When Graves was released, they made a clerical error on his release papers, so the state of Texas is refusing to the pay the $1.4 million due him in compensation.  Unbelievable.  They should be bringing charges against the overzealous prosecutor that is still claiming he had it right and did nothing wrong.  He said the new prosecutor in the case, who had never lost a death penalty case, was afraid to try the case and lose, after the appellate courts finally granted Graves a new trial.  The real reason:  THERE WAS NOT ONE SCRAP OF EVIDENCE TYING HIM TO THE CRIME!     

So, does this happen often?  You’ve heard of the Innocence Project, right?  If you haven’t you should check it out.  According to the their website, there have been 268 post-conviction DNA exonerations in the US since 1992.  Seventeen of those served time on death row.  The innocent have served an average of 13 years and were an average age of 27 when they were incarcerated.  The good news is this new DNA evidence has found the real criminal in 117 cases.  The bad news is that DNA evidence is possible in less than 5-10% of all cases.

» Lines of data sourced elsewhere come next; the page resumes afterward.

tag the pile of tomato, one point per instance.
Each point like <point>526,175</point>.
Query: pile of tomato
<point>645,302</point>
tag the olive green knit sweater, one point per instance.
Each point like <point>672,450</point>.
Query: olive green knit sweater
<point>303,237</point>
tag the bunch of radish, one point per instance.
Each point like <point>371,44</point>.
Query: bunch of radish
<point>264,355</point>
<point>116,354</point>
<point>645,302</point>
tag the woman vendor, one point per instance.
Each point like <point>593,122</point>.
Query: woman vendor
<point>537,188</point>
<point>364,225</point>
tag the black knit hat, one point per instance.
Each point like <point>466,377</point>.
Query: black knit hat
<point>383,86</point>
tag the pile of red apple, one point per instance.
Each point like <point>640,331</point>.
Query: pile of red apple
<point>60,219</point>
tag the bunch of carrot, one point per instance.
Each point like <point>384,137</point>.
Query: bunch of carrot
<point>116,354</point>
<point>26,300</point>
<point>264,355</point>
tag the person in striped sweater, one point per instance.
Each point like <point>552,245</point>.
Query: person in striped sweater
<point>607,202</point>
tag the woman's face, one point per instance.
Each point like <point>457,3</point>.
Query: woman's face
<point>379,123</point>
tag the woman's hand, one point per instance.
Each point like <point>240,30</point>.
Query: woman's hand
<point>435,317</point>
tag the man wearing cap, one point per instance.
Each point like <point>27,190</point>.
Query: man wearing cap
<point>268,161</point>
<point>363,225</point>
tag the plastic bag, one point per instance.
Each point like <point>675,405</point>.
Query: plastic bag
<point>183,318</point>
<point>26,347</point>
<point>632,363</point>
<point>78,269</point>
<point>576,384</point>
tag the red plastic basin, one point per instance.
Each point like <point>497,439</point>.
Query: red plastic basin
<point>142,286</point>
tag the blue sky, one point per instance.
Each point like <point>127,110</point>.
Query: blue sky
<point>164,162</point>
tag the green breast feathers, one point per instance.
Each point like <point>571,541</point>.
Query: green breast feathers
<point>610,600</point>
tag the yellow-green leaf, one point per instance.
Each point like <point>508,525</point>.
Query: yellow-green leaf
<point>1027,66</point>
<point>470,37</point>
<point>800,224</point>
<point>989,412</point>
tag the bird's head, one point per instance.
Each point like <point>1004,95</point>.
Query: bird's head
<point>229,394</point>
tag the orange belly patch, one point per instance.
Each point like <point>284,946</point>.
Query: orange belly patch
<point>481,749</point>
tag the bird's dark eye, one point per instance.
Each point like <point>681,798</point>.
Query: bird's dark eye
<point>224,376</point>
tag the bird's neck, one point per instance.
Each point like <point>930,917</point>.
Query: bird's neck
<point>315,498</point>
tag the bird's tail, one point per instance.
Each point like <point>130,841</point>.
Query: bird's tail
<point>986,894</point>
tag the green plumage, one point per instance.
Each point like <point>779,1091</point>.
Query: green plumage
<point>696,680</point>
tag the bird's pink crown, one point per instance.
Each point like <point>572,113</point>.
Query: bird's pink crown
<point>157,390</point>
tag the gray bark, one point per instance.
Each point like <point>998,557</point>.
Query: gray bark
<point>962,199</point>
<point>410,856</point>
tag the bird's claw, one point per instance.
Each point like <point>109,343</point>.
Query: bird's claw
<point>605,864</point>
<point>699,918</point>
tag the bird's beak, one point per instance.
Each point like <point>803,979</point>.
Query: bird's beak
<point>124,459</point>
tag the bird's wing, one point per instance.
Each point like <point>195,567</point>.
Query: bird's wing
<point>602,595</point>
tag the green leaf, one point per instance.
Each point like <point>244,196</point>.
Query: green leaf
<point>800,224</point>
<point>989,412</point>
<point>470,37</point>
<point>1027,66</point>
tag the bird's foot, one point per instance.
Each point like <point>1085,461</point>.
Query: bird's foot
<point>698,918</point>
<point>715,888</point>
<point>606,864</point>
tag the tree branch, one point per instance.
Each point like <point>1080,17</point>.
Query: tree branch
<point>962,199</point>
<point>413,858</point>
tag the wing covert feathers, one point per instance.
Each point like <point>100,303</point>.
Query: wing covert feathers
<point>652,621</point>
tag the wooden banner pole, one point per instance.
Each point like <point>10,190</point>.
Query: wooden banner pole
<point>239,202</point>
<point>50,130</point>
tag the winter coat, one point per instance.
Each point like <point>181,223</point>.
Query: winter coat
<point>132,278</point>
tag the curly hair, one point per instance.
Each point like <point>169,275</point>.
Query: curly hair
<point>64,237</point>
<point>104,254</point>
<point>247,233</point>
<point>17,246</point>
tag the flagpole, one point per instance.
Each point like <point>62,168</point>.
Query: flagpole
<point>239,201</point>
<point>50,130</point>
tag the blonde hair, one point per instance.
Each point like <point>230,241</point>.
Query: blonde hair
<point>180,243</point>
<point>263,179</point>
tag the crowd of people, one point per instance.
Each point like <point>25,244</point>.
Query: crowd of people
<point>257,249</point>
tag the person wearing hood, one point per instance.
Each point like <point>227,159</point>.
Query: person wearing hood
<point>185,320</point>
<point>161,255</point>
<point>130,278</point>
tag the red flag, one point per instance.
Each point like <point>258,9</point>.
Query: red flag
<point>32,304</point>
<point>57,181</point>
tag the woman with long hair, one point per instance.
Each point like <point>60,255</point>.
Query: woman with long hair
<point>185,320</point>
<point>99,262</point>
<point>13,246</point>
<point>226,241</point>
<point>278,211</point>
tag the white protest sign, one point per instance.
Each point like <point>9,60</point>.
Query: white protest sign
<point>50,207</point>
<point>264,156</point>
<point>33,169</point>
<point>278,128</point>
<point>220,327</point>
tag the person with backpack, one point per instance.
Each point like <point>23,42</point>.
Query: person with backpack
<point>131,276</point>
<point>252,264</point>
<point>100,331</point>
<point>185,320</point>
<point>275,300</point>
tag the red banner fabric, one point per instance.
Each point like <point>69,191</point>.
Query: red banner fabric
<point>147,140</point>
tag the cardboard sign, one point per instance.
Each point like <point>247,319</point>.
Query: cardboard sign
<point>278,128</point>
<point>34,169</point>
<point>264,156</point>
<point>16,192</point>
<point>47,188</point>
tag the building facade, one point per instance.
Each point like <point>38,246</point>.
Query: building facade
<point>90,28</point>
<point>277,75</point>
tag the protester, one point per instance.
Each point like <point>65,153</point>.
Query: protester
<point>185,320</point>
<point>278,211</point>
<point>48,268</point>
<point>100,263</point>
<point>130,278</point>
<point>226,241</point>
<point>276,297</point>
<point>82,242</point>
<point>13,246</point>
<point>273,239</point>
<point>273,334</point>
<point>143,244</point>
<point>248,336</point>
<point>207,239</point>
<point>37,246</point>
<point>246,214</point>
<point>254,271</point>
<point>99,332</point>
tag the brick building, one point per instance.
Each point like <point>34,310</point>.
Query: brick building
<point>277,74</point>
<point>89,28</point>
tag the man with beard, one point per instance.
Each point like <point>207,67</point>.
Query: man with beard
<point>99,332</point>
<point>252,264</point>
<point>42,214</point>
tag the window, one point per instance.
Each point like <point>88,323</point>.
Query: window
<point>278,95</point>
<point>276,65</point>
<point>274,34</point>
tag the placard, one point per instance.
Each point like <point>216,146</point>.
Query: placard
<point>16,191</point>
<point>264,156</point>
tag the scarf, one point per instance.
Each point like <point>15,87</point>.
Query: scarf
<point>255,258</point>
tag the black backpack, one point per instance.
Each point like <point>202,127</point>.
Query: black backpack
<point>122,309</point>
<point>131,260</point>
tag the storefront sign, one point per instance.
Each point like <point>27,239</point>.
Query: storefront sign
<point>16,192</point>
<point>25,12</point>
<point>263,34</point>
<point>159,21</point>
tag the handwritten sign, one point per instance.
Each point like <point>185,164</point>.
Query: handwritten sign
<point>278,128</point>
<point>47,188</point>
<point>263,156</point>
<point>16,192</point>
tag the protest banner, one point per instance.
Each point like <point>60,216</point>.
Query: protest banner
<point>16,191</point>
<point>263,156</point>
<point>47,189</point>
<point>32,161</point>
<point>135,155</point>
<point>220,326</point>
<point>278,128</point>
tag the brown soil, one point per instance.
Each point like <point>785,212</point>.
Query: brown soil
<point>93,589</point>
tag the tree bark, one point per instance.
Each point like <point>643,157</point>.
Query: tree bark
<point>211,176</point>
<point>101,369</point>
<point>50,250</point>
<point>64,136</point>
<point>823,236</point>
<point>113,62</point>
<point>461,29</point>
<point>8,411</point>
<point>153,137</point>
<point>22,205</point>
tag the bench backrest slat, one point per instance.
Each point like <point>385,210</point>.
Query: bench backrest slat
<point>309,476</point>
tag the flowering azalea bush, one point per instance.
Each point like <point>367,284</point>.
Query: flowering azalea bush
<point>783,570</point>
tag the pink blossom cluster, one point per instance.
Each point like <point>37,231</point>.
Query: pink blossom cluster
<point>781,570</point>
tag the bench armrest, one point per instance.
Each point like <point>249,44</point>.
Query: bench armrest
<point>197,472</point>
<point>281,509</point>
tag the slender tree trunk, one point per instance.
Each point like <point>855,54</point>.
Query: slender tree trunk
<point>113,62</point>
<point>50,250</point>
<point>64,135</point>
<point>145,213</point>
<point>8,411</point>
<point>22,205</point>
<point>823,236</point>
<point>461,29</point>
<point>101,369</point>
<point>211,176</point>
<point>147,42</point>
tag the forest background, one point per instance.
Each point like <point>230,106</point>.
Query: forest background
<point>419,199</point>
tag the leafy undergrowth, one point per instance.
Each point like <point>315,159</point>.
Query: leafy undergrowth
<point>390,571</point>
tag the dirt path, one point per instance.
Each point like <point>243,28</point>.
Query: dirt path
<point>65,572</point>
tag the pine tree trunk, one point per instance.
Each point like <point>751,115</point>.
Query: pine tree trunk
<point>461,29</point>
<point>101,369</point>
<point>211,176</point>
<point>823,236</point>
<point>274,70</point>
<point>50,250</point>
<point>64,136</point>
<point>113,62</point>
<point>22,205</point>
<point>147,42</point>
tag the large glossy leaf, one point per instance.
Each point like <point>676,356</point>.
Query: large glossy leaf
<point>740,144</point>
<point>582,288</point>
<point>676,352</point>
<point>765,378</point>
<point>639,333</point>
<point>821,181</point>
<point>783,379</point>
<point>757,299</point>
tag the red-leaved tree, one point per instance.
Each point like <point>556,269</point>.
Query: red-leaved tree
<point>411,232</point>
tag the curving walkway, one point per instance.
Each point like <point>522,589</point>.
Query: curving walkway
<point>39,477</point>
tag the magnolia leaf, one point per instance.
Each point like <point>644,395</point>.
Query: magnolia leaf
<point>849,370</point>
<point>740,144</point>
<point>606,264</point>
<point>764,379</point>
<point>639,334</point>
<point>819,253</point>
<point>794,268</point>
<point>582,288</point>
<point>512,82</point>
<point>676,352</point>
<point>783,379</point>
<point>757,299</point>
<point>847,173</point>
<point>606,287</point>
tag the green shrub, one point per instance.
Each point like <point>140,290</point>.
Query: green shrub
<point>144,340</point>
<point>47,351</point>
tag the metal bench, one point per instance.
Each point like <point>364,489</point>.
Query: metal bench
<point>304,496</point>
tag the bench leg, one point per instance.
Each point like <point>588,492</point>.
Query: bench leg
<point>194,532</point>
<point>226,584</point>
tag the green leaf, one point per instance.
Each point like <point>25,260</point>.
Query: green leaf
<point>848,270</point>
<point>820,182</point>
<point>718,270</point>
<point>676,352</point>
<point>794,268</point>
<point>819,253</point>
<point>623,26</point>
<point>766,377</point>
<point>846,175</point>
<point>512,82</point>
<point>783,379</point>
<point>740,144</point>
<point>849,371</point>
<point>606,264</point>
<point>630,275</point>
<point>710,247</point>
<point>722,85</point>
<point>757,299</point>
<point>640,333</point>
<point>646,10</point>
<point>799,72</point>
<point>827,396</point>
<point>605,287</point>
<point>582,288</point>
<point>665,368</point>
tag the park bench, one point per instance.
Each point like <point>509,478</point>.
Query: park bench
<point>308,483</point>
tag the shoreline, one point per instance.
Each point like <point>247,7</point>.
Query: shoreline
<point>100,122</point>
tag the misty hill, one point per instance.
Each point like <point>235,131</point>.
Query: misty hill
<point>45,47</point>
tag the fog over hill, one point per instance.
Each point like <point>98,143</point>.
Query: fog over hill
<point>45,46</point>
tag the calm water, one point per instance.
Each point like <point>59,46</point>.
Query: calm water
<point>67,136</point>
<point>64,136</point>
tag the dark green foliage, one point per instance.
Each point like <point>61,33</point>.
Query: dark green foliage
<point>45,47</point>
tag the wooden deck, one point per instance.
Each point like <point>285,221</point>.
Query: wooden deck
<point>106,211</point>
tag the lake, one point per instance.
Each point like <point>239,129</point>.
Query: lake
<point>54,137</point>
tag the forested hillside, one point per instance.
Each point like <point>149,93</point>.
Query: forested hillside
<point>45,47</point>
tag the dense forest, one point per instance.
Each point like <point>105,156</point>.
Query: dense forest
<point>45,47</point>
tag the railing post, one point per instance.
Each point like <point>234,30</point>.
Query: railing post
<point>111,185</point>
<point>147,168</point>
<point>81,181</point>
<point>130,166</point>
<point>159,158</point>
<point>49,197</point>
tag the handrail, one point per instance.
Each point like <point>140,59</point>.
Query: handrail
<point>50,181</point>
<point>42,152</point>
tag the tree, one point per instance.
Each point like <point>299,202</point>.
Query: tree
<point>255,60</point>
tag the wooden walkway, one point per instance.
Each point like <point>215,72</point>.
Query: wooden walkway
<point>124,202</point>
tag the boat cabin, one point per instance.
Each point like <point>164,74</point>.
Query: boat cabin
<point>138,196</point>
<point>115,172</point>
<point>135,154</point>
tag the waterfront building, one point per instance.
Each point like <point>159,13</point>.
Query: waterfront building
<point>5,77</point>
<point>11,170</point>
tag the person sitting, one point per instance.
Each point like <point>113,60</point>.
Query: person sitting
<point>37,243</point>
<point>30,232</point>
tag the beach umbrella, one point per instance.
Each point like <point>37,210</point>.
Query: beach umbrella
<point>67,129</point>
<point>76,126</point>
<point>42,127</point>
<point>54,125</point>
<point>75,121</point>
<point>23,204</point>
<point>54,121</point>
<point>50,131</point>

I’ve talked about three cases where convictions were secured by nothing more than the testimony of witnesses that were not in the least reliable.  Most all of the witnesses were plea bargaining, convicted felons testifying with promises from the prosecutors that they would be given better treatment, or shorter sentences, or not prosecute others they were protecting.  This just flat needs to stop.  And remember, all these “witnesses” did was say the individual did it, or overheard them say they did it while in jail awaiting trial.  No other proof whatsoever.  Just their word.

Second thing that has to stop is the weight put on the unreliable “eyewitness identification.”  I don’t put 10 cents worth of value on the identification of an eyewitness, and it should be weighted that way by police and, if it leads to trial, by a jury.  There is a very, very limited number of us that can recall someone with the kind of detail the police and prosecutors want to believe.

And lastly, every single second of police interrogation has to be video-taped.  Every single confession must be on tape, not written down by a third-party and signed by the alleged suspect.  Every single possible suspect needs to be investigated as well.  Enough of these prosecutor’s theories.  Get the evidence.  WTF.  Let’s start there.